Do no harm: addressing the environmental impact of health care

Planetary and human health are inseparably connected; yet, health-care systems produce considerable amounts of greenhouse gas emissions, waste and pollution. A growing movement to measure and mitigate the health sector’s own climate damage is underway, supported by national policies and clinical innovation.

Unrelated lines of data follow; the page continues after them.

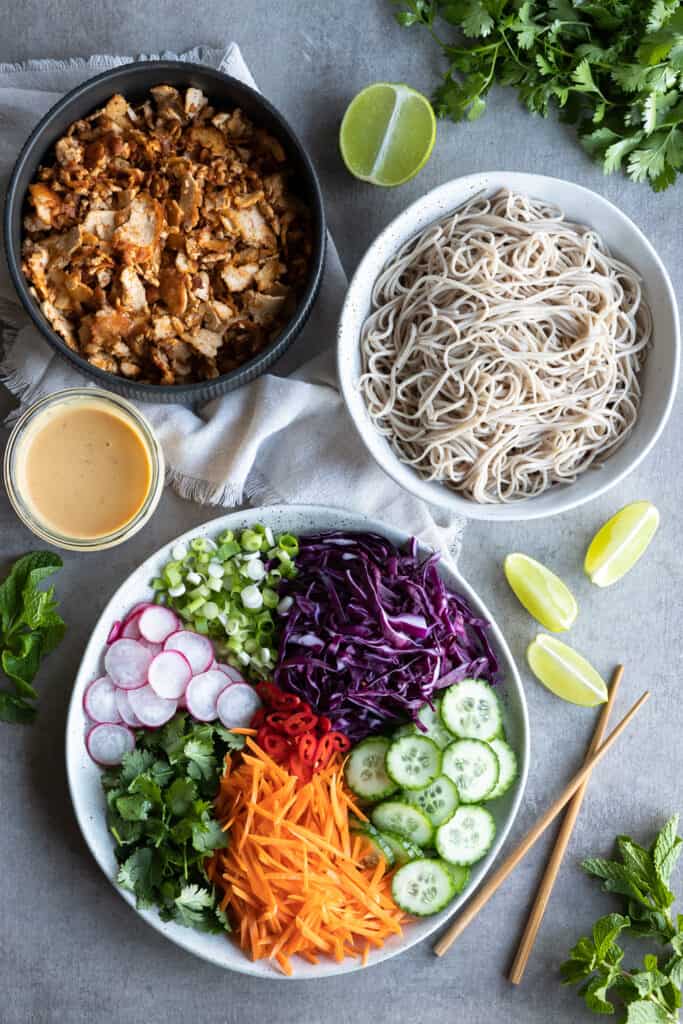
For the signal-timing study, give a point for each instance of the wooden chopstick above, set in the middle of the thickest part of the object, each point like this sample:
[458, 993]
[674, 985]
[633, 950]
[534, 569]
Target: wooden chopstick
[561, 843]
[499, 877]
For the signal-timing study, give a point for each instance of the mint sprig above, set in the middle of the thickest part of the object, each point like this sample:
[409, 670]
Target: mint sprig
[651, 993]
[613, 68]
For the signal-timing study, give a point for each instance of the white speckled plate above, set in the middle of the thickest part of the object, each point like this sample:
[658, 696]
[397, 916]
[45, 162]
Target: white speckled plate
[83, 774]
[625, 240]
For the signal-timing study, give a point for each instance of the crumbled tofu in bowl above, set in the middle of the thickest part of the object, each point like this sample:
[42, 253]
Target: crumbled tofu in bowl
[166, 243]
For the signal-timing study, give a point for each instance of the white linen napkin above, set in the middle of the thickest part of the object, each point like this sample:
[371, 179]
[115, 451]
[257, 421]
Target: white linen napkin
[285, 437]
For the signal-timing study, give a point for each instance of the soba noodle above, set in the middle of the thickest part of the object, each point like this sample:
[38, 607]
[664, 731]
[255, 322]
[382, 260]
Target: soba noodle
[504, 349]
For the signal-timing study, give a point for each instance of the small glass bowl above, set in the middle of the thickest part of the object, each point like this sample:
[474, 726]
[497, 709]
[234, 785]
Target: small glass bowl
[146, 434]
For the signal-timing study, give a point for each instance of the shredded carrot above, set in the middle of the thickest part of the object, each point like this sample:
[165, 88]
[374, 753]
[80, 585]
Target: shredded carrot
[293, 877]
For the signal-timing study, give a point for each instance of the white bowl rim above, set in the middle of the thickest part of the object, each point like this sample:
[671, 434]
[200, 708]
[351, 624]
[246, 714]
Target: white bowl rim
[430, 492]
[196, 942]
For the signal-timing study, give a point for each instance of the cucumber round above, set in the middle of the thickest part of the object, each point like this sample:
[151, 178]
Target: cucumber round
[473, 766]
[423, 887]
[460, 876]
[438, 800]
[378, 847]
[365, 771]
[401, 848]
[507, 760]
[413, 762]
[407, 820]
[467, 837]
[471, 710]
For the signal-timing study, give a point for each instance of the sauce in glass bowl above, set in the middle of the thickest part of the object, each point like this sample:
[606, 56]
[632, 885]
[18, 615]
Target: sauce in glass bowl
[83, 469]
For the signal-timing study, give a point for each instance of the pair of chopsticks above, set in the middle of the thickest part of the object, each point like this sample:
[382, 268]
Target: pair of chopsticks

The health of our planet is inextricably linked to human health and well-being, as Earth provides for our most basic needs: fertile land for food production, safe water to drink and clean air to breathe. Human activity has been degrading our planet’s life-support system through pollution of land, water and air, and threatens our ability to thrive and survive equitably. Human influence on the climate system is undisputed1 and affects human health through three main pathways. First, extreme weather, such as heatwaves, flooding, wildfires, storms and droughts, affects physical and mental health, for example through injuries, trauma and heat-related illness. Second, alterations in the global carbon cycle, water cycle and biosphere integrity lead to new patterns of zoonotic and vector-borne diseases, such as malaria and dengue fever, reduced pollination, crop failure, food and water shortages and rising sea levels. Third, resulting effects on social systems precipitate loss of livelihood, rising prices of food and fuel, disruption of supply chains, pressure on health and care services, armed conflict and forced migration. Importantly, the heating of the climate disproportionately harms marginalized groups, including those living in poverty and in the global south2.